I’ve been programming with Scala for just a little under five years now, and I can still remember what it was like in the beginning. My “gateway drug” was Spark, and writing Spark code was practically a big case of learning by example. That is, I would see a few lines that someone had written and would just mimic and refine and periodically Google something.

Learning new programming languages is nothing new to me—I first learned Basic in the early 80’s and progressed to Pascal and then C and then Java. I’ve dabbled in obscure ones like Clojure, eked-out some necessary scripts in Perl and Python and Tcl and Rexx… the point is that I know that once you learn how to write a looping structure and your basic if/then/else, you can start writing some rudimentary things pretty quickly. And then you read up on some of the idiosyncrasies of each language and you’re off to the races.

And so it was for me with Scala. I read the simple explanations that Scala programs tended to be more resilient because you were supposed to avoid Java’s null and instead leverage “Option” instead. I shrugged my proverbial shoulders and decided it didn’t look too difficult.

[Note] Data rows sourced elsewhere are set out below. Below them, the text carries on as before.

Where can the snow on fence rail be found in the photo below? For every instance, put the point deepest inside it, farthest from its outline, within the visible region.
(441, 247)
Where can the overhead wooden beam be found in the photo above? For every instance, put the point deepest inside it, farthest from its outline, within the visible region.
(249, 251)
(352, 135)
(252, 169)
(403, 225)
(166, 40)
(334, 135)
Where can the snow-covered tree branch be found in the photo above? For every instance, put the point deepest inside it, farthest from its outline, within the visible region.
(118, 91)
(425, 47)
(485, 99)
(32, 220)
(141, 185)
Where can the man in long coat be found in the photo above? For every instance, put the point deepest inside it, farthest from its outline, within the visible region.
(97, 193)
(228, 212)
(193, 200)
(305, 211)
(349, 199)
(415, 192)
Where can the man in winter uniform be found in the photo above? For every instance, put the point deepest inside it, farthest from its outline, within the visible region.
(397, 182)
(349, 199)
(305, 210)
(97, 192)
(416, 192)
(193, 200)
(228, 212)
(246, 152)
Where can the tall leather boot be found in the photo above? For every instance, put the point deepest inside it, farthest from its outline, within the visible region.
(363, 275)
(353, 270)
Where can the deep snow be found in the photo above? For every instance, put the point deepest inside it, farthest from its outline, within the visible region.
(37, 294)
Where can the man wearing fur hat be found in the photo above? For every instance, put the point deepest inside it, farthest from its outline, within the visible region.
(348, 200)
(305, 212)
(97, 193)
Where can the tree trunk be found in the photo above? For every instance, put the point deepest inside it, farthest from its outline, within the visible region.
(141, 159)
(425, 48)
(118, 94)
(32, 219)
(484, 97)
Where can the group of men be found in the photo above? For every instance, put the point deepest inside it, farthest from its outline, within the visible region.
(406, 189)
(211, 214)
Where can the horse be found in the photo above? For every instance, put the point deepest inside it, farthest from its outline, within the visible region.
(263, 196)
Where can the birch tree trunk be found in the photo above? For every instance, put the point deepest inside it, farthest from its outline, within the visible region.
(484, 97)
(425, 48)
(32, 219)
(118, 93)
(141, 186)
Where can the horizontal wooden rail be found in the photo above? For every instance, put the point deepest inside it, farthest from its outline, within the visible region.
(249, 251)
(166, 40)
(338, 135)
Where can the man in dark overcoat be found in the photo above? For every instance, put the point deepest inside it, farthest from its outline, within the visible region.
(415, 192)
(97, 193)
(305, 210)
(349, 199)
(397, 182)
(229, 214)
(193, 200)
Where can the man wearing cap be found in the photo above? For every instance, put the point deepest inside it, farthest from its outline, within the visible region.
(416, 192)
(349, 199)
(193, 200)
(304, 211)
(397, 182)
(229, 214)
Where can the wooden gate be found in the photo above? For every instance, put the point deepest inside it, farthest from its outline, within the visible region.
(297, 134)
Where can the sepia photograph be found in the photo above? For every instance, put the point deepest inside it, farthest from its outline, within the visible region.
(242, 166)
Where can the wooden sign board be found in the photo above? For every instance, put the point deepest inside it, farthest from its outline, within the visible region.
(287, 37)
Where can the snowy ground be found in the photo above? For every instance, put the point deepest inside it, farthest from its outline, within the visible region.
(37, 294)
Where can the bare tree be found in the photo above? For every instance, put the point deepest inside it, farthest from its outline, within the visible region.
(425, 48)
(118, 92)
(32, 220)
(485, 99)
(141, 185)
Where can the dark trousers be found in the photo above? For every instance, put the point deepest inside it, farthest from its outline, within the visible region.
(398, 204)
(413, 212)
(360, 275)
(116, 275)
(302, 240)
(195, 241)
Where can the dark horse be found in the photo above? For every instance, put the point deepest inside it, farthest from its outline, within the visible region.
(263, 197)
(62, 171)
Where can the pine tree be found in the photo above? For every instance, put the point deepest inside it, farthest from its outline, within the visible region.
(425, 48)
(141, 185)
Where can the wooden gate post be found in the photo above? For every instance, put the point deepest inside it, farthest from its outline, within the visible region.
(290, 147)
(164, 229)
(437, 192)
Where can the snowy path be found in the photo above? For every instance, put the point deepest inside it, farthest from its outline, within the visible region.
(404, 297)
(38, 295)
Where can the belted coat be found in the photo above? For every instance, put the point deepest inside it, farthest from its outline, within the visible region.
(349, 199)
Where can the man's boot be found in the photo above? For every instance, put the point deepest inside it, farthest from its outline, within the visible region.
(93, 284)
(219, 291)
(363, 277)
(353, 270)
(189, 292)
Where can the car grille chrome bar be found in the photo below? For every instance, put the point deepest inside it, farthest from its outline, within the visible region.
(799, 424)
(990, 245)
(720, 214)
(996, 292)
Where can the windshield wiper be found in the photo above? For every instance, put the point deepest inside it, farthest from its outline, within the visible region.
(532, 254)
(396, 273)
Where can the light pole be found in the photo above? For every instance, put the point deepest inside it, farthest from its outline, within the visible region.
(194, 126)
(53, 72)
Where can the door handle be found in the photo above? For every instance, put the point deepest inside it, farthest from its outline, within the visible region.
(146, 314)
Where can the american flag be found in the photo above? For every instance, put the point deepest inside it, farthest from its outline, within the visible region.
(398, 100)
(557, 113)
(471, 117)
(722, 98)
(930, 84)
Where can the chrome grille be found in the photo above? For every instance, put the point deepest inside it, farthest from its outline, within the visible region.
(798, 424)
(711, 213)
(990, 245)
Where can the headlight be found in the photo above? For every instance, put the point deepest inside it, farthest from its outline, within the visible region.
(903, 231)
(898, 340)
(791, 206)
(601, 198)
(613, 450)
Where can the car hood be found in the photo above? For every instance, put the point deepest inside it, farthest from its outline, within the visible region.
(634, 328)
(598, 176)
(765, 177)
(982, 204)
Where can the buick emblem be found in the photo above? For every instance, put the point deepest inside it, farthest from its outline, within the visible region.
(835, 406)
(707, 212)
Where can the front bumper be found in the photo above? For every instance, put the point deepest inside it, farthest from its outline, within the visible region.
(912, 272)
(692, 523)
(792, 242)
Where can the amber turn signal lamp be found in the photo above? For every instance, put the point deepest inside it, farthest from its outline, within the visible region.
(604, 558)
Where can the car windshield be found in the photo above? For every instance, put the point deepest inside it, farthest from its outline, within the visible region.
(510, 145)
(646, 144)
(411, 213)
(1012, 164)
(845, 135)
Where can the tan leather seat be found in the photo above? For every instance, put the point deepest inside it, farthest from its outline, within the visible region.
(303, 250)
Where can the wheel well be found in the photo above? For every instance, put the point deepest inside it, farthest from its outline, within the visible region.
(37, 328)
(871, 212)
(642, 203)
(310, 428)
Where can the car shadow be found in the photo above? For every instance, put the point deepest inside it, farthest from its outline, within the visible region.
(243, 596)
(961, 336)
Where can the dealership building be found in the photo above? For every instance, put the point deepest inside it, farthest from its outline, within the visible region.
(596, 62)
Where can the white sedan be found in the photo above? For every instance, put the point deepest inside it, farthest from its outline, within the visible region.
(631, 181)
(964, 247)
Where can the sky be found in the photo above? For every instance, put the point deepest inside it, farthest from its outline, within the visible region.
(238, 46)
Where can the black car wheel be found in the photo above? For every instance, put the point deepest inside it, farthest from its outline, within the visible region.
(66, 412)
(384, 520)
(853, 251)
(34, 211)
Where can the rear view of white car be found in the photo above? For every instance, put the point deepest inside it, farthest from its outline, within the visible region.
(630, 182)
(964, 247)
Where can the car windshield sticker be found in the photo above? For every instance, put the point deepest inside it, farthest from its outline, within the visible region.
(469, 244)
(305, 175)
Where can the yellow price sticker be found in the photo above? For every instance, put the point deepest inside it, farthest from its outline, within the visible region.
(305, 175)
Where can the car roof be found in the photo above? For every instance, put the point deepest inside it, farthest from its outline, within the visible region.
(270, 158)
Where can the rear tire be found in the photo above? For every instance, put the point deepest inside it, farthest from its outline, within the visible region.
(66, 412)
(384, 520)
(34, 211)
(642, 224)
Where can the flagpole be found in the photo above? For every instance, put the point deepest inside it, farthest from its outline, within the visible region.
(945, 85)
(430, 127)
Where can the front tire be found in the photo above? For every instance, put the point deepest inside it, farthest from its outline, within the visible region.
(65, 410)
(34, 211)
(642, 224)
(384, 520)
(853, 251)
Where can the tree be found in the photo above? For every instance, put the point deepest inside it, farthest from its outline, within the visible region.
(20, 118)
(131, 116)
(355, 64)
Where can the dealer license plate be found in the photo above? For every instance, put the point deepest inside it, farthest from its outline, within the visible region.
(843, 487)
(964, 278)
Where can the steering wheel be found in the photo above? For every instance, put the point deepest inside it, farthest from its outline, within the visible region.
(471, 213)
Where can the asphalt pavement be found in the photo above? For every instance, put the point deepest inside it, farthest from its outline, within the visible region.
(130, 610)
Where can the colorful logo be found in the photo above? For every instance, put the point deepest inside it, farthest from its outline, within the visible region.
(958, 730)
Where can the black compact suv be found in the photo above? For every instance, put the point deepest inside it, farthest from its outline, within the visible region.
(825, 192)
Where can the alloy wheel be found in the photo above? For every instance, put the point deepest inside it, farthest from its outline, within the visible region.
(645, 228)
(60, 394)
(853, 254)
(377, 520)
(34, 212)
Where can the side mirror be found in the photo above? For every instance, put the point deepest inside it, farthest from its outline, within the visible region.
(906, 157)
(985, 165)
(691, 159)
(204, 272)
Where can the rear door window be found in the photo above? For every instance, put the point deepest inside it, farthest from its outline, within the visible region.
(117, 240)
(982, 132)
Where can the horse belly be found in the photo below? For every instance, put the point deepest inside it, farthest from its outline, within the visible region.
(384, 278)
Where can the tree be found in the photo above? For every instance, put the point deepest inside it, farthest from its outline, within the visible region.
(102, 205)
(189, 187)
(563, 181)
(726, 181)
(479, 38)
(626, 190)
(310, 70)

It was like explicitly stating that a SQL column could be nullable.

Stick figure saying “I think I get the gist of this. It can’t be too hard to use…”

I started using this “Option thing” in any code situations where I knew I might or might not have some piece of data, like this.

case class Person(name: String, 
age: Option[Int],
email: Option[String])

And for the sake of this example, let’s pretend there’s a function…

def sendEmail(address: String): Boolean

… that sends an email and returns true if everything was successful.

I really found myself stumbling and writing clumsy-looking code whenever I tried to use any of these optional fields. If I wanted to access the email, I would first test to make sure there was a value and, if present, I would use the .get operator to fetch it, something like…

// returns true is successful
def invite(guest: Person): Boolean = {
if (guest.email.isEmpty)
false
else
sendEmail(guest.email.get)
}

And although I argued that I tested for the value’s presence before accessing it, I knew instinctively that I wasn’t really supposed to be using get here. Sometimes I would try to use the arguably safer getOrElse method.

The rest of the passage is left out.